昨年9月から日本でハイペースに試合をこなし、日本1位までランキングを上げてきたナイジェリア出身の挑戦者に対し、松本は「身体つきが良くて練習しているなと思った。それは今までの選手と変わりないこと。自分のボクシングの徹底を意識して。自分の持っている力を全部出す感覚でいこうと思っている。技術戦になると思う。ジャブの差し合い、足使うイメージが強いが出てくるところは出てくる。技術で勝負したい」とプランを口にした。
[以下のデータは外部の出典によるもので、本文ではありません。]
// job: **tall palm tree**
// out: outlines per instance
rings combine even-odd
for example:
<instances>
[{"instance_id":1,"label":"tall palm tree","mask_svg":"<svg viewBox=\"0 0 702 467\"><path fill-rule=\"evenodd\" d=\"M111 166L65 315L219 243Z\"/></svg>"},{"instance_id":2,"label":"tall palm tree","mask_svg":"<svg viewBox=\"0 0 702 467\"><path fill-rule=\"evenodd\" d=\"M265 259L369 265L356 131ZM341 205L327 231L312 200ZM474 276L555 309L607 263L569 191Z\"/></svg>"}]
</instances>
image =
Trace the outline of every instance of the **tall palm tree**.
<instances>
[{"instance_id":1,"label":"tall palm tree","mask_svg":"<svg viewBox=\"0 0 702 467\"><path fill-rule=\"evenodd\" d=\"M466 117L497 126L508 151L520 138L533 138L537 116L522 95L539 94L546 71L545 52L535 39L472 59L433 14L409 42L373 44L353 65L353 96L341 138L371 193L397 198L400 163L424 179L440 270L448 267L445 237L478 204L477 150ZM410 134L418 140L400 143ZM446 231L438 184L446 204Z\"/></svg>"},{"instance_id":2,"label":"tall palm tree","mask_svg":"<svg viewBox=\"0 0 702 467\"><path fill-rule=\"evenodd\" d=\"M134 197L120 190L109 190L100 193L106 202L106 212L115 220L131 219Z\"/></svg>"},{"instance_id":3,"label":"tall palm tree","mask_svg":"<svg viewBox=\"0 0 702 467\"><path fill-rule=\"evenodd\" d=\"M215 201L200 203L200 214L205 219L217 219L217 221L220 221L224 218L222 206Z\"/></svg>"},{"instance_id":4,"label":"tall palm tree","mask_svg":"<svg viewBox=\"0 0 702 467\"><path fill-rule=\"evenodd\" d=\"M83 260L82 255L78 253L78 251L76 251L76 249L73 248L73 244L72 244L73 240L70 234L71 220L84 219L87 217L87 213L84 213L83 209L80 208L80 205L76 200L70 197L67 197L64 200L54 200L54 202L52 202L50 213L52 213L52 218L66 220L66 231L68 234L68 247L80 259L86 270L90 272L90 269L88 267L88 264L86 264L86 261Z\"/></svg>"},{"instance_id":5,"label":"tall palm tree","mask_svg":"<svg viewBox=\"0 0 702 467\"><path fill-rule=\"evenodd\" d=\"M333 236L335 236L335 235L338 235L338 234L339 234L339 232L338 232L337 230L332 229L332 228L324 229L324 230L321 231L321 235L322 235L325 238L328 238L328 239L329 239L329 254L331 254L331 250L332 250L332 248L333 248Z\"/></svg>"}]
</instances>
4月の元王者佐川遼(三迫)との日本同級王座決定戦は10回まで戦いぬいて新王者となった。豊富なスタミナとキレ味十分なパンチをみせ、あらためて能力の高さをみせた。松本は「10回を経験して自信になった。メンタルとスタミナの自信はついた。早くオイコラ選手の動きを察知して対応できるか。KOになるのであれば早く順応できればカウンターで良いパンチが当てられると思う」と静かに燃えていた。
一方、日本同級1位オイコラは今年5月、北海道で臨んだ直近試合で替え玉ボクサーと対戦して騒動となり、クローズアップされていた。オイコラは「替え玉とは分からなかった。しかし、これはもう終わった話だ。今は目の前の試合に集中している」と真顔で反応。王者松本を王者として敬意を表していると強調した上で「明日は100%の力を出し、ベストを尽くす。良い試合にしたい。明日は勝って王者になる」と自信をのぞかせていた。